I try to live measured and predictably but I cannot even predict how I will feel in an hour.  Making an arrangement to meet someone is pointless because I don’t know how I will feel and also that person may have been in contact with someone who is ill and then I cannot be in their company.  Living with an almost non-existent immune system and more than one cancer is not a walk in the park, although I have been accused of pretending to be ill by my female siblings – little do they know that I pretend to be healthy so well, that I should win an Oscar Award.
It can feel like you are a prisoner of your own body when you have a chronic illness for which there is no cure. It strains the spirit and taxes the soul.
Living with purpose and trying to make something out of what you’ve got to work with calls for conscious, dogged determination not to be defeated and to get up every time you get knocked down.   It forces me to dig deeper (although I think I have already hit rock bottom), try harder, be more courageous and to learn to think my way through my day without looking back and without looking forward more than an hour but at the same time finding something to do that brings me joy and gives me something to look forward to.

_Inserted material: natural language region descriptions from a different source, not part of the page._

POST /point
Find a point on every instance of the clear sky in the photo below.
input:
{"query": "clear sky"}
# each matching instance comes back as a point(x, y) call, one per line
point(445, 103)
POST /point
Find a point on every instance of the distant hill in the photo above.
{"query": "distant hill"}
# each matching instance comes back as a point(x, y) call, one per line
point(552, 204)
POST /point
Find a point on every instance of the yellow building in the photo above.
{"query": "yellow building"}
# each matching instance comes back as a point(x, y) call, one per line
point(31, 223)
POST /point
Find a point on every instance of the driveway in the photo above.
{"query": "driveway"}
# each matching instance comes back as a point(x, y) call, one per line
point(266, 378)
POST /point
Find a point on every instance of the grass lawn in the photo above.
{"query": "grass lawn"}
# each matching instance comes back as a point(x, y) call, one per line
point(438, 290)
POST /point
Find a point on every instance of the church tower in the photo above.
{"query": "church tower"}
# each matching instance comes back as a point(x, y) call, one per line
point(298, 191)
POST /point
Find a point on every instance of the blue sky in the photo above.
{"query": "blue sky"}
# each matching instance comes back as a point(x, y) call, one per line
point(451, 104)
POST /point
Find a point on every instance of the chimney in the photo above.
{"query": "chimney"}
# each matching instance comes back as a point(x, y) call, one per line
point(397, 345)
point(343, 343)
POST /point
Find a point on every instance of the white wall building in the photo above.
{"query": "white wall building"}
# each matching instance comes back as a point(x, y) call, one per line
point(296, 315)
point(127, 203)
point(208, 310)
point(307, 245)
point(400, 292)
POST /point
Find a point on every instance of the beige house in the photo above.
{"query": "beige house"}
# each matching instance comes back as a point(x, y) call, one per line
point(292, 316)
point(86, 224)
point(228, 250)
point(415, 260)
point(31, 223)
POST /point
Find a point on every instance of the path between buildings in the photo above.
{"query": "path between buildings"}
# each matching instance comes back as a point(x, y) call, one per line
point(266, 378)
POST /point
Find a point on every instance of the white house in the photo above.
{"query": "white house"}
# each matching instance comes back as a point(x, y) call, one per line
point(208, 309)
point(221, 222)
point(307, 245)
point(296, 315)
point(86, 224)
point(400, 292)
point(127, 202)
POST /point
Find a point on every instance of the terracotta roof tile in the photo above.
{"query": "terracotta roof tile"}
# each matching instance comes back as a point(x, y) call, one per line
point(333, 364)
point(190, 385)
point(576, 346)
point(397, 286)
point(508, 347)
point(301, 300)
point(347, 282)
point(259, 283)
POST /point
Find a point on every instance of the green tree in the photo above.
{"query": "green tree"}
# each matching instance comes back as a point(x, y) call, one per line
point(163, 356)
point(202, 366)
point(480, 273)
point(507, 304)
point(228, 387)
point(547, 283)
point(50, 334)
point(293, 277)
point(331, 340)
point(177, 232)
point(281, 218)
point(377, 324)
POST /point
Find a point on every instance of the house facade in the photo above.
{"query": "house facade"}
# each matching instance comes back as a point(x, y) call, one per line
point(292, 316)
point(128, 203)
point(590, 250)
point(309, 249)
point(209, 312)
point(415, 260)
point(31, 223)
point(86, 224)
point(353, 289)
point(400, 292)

Some days nothing helps – no doctor, no friend, no family member can shake you out of that pain and suffering you are in.  It is a red haze of hell you are living in, right here on earth.   Surely death cannot be as bad as this.   I have to save myself.  I am the only one in this body and I am the only one who is going to die in this body – alone as I came into this world with no knowledge of what it is going to be like to stop breathing.
All things said and done, in the end, no matter how you analyze or describe it, and no matter how much help and support you have, some days, nothing seems to help – especially when there’s no cure. You feel beyond help. You must save yourself. Those who support, help and take care of you certainly help to ease the burden. I would not still be living without them. They are not taken for granted.
I live with hope and then see a doctor and come away feeling hopeless and helpless.  The only thing I know is that this is not going to go away – this illness is here to stay until it takes my last breath.   I continue to try to live with a spirit of grace, of acceptance, endurance and hope.  Nothing lasts forever.  Today, this week or even next month might be bad, BUT TOMORROW may be different.  Tomorrow hold the possibility of a thousand wonderful experiences.  Tomorrow will be different and even in the worst times, I still find much to be grateful for.